Danny Bird and his best friend Caz are more endearing and complex. Farrell enriches our understanding of who they are and deftly describes the loving dance that is their deep best friendship. At the end of Devil, I worry less about Danny's ability to handle his complicated relationship with his boyfriend, Nick, or to manage his pub and it's crime boss owner, and more about Caz. Always brave, always insouciant, she seems vulnerable in book three in ways she didn't before. I worry that some rough times are ahead for her, but know too, that Danny will be there to help navigate and keep her head above water.
Which brings me to Farrell the writer. He's the real deal. I'd read anything he writes including recipes or to-do lists. Every word is sharply the right word. Every image fully-realized.
The writing in book three, like the first two, is a total pleasure. A joy. It doesn't matter if Farrel is describing a corpse or a hat—the writing masterful and sure, exulting in its mastery. The writing is always fresh, perfectly hilarious or perfectly tragic, giving the grateful reader constant shocks of pleasure:
"Her hat - resembling a Victorian stovepipe that had been covered in tiny black silk roses, then sat on, hard, by an elephant - had a gauzy black veil hanging down in front of her face. Her every move left clouds of Joy by Patou into her wake…"
"You want a pastry? Have a pastry. Try the pastizzi," he said, like some sort of demented gangland Mary Berry. "It's a Maltese specialty. "I glanced at Caz. "A pastizzi would be lovely," she purred, as she finished applying fresh lipstick…"
"I've handled shooters, Bowie knives, one time a Black & Decker drill - cheap shit; buy Bosch if you want the job done without the fucking engine burning out - and a couple of chainsaws. If I wa to get rid of someone these days, I'd use a wood chipper…"
"Outside the car, the familiar landmarks whizzed by. We crossed Piccadilly, the glaring lights still flaming away; advertising products nobody could really need to a square devoid of consumers. The tiny figure of Eros, dwarfed by the greed and the hammering rain, still balancing on one leg, and tring to find his arrows of love up Piccadilly, through which we now drove."
Too often mysteries are merely plot machines––lovely machines, but machines nonetheless. Too often a disconnected and icy cleverness informs them.

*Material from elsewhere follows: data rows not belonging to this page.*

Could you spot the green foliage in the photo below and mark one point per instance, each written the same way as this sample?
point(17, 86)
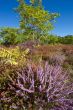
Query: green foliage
point(35, 20)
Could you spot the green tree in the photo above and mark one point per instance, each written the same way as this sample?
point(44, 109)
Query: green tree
point(34, 20)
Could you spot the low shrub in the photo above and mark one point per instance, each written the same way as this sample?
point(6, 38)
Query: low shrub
point(41, 87)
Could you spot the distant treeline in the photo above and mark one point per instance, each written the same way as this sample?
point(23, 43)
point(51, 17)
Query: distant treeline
point(13, 36)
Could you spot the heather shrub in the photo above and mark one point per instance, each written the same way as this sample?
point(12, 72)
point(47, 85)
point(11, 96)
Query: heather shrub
point(13, 56)
point(42, 87)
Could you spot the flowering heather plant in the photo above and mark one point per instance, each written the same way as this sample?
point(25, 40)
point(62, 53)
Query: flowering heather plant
point(45, 87)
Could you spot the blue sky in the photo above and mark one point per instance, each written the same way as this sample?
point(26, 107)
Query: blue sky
point(63, 25)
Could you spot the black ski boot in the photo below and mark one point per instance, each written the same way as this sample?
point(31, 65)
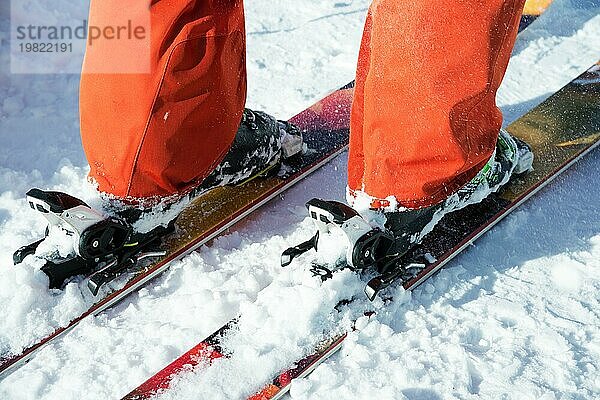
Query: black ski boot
point(106, 246)
point(512, 157)
point(261, 145)
point(103, 247)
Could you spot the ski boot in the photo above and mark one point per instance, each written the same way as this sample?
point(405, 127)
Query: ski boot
point(103, 247)
point(382, 248)
point(262, 144)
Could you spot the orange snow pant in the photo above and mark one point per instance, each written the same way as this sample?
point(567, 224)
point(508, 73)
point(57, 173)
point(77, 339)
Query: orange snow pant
point(424, 118)
point(162, 131)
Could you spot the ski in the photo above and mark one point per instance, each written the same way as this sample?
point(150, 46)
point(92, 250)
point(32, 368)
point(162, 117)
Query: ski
point(325, 132)
point(561, 130)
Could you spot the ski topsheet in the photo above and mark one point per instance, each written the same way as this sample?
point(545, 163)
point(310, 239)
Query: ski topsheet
point(325, 130)
point(561, 130)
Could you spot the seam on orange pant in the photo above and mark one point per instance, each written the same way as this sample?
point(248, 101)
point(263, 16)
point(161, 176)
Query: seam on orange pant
point(158, 89)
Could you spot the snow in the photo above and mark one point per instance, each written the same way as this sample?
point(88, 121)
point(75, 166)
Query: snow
point(516, 316)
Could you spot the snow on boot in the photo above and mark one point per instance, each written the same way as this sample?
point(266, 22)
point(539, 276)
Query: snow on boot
point(512, 156)
point(261, 145)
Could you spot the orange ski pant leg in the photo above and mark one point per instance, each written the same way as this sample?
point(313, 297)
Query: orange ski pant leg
point(424, 117)
point(160, 133)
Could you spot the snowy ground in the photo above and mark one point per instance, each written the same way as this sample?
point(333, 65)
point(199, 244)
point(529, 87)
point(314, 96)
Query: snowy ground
point(515, 317)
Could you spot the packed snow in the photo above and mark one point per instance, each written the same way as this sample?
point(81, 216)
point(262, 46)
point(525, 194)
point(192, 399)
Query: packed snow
point(517, 316)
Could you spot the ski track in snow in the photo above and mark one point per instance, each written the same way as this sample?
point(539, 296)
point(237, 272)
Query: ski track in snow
point(516, 316)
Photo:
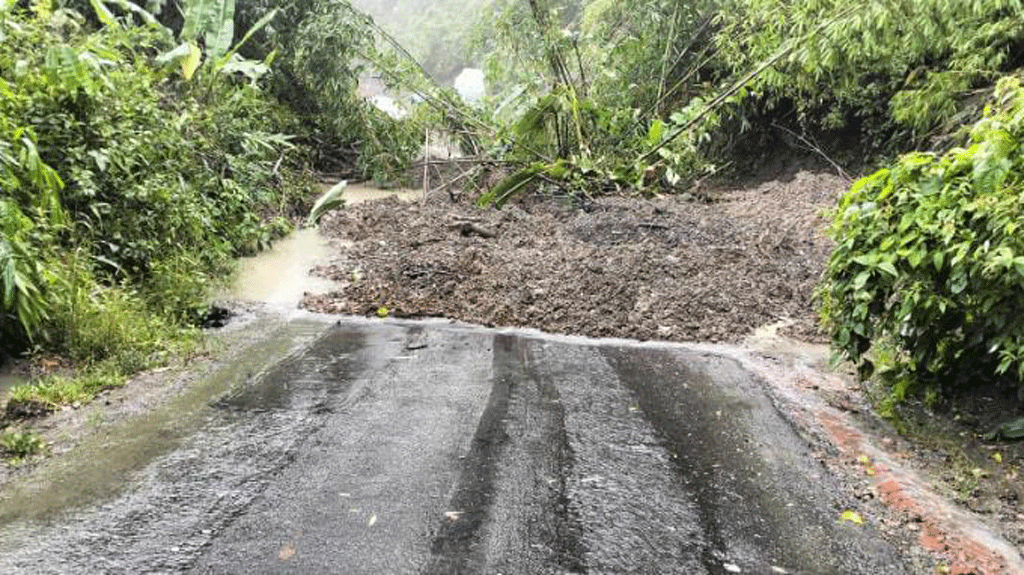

What Farrell accomplishes (again) is to gloriously, hilariously, and movingly warn andhumanize a too-often inhuman genre. His characters, even "minor" ones, are fully realized, distinct, living, breathing and important people. Which is why Derek Farrell's latest novel is truly good––brilliant, and clever but not just excellent in a literary sense. DEATH OF A DEVIL is humane. Benevolent. Lovely. Inspiring. And yes, beautiful.